Banda Aceh - Komisi Pengawasan Perlindungan Anak Aceh (KPPAA) meminta kepada penegak hukum untuk menghukum seberat-beratnya pelaku utama penyedia jasa prostitusi anak, pengguna dan pihak-pihak terkait lainnya.
"KPPPA berharap pelaku, pengguna dan pihak lainnya itu dihukum seberat-beratnya dengan menggunakan Undang Undang Perlindungan Anak," kata Komisioner KPPAA, Ayu Ningsih, Jumat, 16 Oktober 2020.
Selanjutnya, harus dilakukan pendampingan terhadap korban secara holistik dan berkelanjutan, sehingga korban terpulihkan dan tidak kembali terjerumus ke dalam praktik prostitusi.
"Jika dibutuhkan, korban juga dapat dirujuk sementara waktu di rumah aman atau tempat penampungan sementara untuk pemulihan, rehabiitasi medis dan psikososialnya," tegas Ayu.
Sementara itu, KPPAA mengapresiasi kinerja kepolisian dalam penanganan kasus prostitusi anak di Pidie, juga kinerja Pusat Pelayanan Terpadu Pemberdayaan Perempuan dan Anak (P2TPA) dan pihak-pihak terkait lainnya dalam memberikan pendampingan medis, hukum dan psikologis terhadap anak-anak yang menjadi korban prostitusi tersebut.

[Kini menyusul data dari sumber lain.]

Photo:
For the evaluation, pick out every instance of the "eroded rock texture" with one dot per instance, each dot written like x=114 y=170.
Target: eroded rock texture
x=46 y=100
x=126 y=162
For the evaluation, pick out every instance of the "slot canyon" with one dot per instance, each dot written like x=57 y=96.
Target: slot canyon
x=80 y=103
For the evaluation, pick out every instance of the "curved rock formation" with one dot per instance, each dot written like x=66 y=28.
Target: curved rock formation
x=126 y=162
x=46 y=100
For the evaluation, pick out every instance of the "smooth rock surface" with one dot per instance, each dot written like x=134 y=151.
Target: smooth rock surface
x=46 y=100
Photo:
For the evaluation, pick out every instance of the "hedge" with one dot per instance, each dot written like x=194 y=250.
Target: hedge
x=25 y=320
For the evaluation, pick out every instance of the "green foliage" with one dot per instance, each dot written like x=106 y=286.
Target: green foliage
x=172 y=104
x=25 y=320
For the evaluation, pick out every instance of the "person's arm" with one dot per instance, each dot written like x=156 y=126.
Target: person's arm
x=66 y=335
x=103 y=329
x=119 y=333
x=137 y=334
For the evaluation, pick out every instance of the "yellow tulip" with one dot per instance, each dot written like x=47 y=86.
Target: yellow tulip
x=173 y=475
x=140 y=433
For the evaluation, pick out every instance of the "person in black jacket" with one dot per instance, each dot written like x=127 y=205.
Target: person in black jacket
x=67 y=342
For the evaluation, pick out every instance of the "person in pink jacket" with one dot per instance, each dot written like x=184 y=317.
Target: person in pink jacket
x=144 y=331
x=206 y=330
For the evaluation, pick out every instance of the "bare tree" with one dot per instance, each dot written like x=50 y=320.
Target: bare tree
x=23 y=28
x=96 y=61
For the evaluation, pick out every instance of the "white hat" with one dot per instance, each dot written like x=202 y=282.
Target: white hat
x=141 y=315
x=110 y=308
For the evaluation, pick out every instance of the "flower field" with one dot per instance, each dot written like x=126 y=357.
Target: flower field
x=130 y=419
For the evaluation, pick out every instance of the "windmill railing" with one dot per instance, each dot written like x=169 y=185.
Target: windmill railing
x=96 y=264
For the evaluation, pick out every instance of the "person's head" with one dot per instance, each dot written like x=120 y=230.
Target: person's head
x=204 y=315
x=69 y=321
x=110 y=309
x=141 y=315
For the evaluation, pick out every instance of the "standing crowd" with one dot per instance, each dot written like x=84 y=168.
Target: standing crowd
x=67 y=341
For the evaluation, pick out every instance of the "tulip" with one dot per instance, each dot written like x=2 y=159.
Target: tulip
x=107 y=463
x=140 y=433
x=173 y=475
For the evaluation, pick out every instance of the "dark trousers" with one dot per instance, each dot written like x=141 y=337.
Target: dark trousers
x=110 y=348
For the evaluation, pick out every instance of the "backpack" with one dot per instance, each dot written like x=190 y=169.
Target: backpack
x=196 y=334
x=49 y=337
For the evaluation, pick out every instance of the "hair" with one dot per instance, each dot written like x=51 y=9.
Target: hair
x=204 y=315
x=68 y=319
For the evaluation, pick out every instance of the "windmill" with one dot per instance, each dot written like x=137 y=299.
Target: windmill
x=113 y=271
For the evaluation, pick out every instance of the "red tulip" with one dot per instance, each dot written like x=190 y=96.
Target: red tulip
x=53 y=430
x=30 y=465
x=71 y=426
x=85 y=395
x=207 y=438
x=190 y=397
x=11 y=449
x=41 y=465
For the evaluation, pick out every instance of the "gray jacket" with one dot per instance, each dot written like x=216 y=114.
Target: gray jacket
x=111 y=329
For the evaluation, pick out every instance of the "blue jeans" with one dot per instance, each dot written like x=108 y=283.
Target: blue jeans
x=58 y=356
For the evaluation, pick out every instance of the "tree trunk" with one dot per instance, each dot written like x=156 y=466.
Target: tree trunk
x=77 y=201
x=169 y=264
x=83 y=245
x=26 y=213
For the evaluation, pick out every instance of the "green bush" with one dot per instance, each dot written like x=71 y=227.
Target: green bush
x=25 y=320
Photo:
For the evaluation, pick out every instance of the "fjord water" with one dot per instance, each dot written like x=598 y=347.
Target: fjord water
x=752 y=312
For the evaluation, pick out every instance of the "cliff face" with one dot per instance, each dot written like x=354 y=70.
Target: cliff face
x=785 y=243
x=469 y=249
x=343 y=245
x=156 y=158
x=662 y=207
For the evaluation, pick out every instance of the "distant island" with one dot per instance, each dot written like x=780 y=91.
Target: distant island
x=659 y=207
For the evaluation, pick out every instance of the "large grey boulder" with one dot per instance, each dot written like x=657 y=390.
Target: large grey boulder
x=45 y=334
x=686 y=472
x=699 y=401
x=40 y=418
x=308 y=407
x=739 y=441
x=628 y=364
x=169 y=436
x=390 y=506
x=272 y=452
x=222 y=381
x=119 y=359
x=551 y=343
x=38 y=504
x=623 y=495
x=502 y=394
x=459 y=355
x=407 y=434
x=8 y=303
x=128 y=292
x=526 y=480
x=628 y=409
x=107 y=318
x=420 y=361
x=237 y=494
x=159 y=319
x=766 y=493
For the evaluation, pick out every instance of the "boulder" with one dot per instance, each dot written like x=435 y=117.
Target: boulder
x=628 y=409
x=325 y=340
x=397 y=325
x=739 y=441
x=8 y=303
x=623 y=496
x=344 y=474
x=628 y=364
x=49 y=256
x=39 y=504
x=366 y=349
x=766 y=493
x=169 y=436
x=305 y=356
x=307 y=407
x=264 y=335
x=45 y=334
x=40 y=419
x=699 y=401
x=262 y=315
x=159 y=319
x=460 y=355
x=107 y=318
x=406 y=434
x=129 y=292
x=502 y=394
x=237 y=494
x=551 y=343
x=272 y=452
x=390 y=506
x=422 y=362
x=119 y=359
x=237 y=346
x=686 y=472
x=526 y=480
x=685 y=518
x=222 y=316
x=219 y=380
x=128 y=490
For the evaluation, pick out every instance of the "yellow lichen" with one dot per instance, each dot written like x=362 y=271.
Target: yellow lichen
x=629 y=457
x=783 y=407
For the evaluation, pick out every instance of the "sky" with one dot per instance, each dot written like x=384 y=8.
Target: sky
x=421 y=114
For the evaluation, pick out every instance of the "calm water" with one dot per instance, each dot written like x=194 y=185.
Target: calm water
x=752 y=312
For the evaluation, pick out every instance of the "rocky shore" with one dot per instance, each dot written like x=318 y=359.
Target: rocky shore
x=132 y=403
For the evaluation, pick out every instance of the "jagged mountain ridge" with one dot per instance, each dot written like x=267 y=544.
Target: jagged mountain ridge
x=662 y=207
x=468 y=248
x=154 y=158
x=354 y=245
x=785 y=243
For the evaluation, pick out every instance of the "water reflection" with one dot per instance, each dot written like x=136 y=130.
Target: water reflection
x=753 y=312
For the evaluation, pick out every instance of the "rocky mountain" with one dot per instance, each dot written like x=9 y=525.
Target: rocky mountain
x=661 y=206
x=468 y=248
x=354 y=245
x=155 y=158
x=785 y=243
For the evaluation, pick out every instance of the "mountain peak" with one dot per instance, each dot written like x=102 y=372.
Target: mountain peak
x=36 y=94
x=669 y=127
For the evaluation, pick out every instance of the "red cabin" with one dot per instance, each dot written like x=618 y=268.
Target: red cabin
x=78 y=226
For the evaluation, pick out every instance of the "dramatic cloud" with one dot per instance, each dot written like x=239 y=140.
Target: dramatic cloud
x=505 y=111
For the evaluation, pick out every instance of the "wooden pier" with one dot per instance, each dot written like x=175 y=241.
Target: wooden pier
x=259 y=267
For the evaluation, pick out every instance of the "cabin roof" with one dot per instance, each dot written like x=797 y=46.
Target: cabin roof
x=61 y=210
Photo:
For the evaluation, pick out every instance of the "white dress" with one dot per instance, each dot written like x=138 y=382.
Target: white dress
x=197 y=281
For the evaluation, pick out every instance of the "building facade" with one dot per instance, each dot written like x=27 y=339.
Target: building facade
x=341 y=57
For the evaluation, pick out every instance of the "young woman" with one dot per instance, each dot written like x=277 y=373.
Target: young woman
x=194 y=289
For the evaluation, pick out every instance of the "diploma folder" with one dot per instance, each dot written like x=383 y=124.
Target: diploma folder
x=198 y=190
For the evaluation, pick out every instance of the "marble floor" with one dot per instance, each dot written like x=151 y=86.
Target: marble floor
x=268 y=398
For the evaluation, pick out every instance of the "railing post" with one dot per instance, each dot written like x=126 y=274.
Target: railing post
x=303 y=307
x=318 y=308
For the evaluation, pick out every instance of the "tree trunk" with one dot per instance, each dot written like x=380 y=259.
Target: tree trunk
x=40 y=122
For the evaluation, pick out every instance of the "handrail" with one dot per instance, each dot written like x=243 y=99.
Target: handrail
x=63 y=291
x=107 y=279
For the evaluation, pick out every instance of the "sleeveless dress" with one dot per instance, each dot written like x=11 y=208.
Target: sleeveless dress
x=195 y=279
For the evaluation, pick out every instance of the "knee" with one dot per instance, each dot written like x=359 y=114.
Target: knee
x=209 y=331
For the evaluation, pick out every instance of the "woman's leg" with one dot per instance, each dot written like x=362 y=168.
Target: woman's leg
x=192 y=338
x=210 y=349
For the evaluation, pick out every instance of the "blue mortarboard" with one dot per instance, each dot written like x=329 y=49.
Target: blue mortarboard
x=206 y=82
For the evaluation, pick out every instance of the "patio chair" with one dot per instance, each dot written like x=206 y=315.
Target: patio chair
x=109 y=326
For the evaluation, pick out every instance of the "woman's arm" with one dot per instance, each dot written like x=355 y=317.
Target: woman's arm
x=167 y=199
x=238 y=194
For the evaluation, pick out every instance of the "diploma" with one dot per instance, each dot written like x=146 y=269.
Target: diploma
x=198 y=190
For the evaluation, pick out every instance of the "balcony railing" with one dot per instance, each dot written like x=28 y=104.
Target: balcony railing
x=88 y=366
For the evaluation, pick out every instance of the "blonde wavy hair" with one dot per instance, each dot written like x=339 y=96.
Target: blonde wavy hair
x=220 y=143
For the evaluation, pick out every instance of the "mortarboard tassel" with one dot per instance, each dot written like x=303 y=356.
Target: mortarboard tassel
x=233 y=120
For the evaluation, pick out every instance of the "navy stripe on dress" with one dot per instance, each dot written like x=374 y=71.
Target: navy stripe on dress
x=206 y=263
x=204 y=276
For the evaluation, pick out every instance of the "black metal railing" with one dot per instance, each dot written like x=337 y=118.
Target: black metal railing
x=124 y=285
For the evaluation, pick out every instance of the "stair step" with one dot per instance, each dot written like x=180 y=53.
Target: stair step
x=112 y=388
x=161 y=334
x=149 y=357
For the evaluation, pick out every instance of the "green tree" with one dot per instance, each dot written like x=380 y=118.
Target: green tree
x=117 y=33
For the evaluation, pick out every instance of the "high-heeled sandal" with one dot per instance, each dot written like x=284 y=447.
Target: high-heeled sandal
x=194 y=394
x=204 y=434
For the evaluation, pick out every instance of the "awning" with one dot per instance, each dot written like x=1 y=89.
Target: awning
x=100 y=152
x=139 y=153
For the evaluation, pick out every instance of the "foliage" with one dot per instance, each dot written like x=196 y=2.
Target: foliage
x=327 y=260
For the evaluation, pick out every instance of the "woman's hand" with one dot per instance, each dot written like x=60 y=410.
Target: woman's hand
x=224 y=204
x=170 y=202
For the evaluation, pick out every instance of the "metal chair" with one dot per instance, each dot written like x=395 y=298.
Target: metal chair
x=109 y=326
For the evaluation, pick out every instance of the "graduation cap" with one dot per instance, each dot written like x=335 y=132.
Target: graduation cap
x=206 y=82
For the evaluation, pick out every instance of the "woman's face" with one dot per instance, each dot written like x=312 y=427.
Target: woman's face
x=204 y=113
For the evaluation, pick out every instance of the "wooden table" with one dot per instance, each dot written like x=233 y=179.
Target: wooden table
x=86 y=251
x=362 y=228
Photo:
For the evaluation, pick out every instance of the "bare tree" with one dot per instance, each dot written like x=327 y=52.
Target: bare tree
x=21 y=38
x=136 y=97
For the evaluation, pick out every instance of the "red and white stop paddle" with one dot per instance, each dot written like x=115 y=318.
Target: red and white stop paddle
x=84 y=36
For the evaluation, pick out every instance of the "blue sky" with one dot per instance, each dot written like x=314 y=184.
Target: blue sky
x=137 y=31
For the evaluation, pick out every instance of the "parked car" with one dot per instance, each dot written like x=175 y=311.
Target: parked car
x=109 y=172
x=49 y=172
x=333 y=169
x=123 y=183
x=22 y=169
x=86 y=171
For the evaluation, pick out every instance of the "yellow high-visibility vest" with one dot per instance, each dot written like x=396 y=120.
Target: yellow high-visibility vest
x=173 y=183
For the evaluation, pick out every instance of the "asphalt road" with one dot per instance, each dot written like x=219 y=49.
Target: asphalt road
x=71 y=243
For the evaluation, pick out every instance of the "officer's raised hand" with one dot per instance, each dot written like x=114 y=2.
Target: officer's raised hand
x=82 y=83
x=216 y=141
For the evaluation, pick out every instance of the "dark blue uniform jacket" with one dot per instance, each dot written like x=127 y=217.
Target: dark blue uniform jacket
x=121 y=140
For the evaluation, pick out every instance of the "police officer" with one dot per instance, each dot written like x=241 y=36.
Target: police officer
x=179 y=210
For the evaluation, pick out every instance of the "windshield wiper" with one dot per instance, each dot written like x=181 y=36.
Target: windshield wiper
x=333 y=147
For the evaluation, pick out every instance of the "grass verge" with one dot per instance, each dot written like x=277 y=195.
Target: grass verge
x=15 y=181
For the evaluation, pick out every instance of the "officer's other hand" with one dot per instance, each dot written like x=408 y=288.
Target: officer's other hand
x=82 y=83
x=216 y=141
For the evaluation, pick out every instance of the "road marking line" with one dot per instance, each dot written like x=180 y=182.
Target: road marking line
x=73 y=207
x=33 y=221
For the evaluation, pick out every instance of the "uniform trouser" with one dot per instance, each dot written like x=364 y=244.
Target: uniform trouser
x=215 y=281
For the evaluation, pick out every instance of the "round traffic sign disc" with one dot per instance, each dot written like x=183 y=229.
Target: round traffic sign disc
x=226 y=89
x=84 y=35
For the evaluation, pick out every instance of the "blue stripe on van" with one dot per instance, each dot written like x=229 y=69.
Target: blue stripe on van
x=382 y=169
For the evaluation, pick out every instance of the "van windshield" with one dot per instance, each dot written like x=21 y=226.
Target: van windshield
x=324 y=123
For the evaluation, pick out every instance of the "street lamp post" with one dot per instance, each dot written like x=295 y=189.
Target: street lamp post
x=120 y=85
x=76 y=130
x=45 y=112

Kepala Dinas Pemberdayaan Perempuan dan Perlindungan Anak (DPPPA) Aceh, Nevi Ariani, menyampaikan, posisi korban saat ini dalam pendampingan P2TP2A Pidie dengan tetap berkoordinasi dengan pihak-pihak terkait.
"Korban sudah mendapatkan pendampingan hukum dan psikologis oleh P2TP2A Pidie sejak penggerebekan terjadi. Saat ini dalam proses pendampingan untuk dilakukannya diversi," tutur Nevi.
Nevi meminta, kepada orang tua dan masyarakat harus membantu korban untuk pulih dan menerimanya dengan baik tanpa lebel negatif, juga yang terpenting mengawasi perkembangannya. Sehingga, korban merasa lebih diperhatikan.
"Selain itu, upaya memperkuat ketahanan keluarga melalui delapan fungsi keluarga sebagai pondasi ketahanan juga menjadi keharusan sebagai tindakan pencegahan," ujarnya.
Direktur Flower Aceh, Riswati mengingatkan pentingnya komitmen dan aksi nyata semua pihak untuk melindungi dan mencegah anak dari kekerasan dan kejahatan seksual. "Komitmen semua pihak harus jelas melalui macam-macam intervensi yang berdampak kepada korban," imbuhnya.
Komitmen itu, kata Riswati, dapat melalui dukungan kebijakan dan anggaran perlindungan anak, partisipasi aktif aparatur desa, tokoh adat dan tokoh agama, serta masyarakat di desa dalam melindungi dan mengawasi anak.